Polish, Dust and Sparkle
Page 9
Chapter 6 – Like Nothing Imagined
Doug Stewart removed his handkerchief from his blazer and padded at the perspiration beading on his forehead as he rode the elevator down the throat of his father’s glass tower, down the spine of that spire Doug’s great-grandfather Vernon had erected so many distant and strange generations ago. Doug scolded himself for the way his hand trembled as he wiped his handkerchief across his forehead. He had promised himself he would be brave in the face of the task that had been granted to him. He wondered if his great-grandfather Vernon had been a brave man. Wouldn’t any man responsible for the construction of one of the glass spires have to be brave? Doug wondered if Vernon shared in his father’s hatred of the dust. Most of all, Doug wondered if that select breed of men who sat so high upon the perch of their towers might’ve been better served in choosing someone else to visit the Crystal Palace as their emissary.

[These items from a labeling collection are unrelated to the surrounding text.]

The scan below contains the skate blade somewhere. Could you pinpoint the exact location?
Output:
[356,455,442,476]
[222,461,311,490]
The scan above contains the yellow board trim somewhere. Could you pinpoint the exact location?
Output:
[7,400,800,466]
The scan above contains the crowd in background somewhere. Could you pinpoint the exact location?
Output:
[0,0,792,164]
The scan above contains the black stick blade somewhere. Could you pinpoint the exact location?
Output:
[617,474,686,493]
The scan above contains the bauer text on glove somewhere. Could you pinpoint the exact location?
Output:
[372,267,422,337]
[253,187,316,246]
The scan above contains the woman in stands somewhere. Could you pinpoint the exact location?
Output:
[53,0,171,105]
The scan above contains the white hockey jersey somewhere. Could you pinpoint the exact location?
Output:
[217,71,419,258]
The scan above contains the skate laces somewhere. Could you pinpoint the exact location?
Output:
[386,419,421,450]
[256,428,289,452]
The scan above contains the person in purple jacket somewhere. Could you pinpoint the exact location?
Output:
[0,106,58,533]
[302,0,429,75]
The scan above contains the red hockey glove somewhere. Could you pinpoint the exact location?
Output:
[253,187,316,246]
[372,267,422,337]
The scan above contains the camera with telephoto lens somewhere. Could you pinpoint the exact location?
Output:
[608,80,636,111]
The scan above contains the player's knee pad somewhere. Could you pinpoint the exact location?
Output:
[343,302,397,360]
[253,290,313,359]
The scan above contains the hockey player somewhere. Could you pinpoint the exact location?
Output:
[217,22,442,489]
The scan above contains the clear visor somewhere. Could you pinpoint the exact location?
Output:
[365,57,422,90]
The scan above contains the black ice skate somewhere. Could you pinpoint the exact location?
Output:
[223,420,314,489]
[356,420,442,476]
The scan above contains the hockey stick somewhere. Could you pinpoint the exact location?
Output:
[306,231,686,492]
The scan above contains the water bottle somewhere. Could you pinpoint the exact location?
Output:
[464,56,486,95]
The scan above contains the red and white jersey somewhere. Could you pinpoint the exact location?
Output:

Doug Stewart had never crossed any of the bridges leading to the eastern shore. He had never frequented the Crystal Palace. He had never dared to intrude upon those stages where the polishers found their satisfaction.
The elevator’s doors opened and deposited Douglas upon the ground-floor lobby, where a driver with a trim, gray beard greeted him.
“I’m afraid there’s been a short delay with the sedan, Mr. Stewart. We’re expecting the car to roll in front of our tower at any moment.”
Doug nodded. “Is all the traffic crammed in the streets again?”
The driver sighed. “It’s the buffalo again this morning.”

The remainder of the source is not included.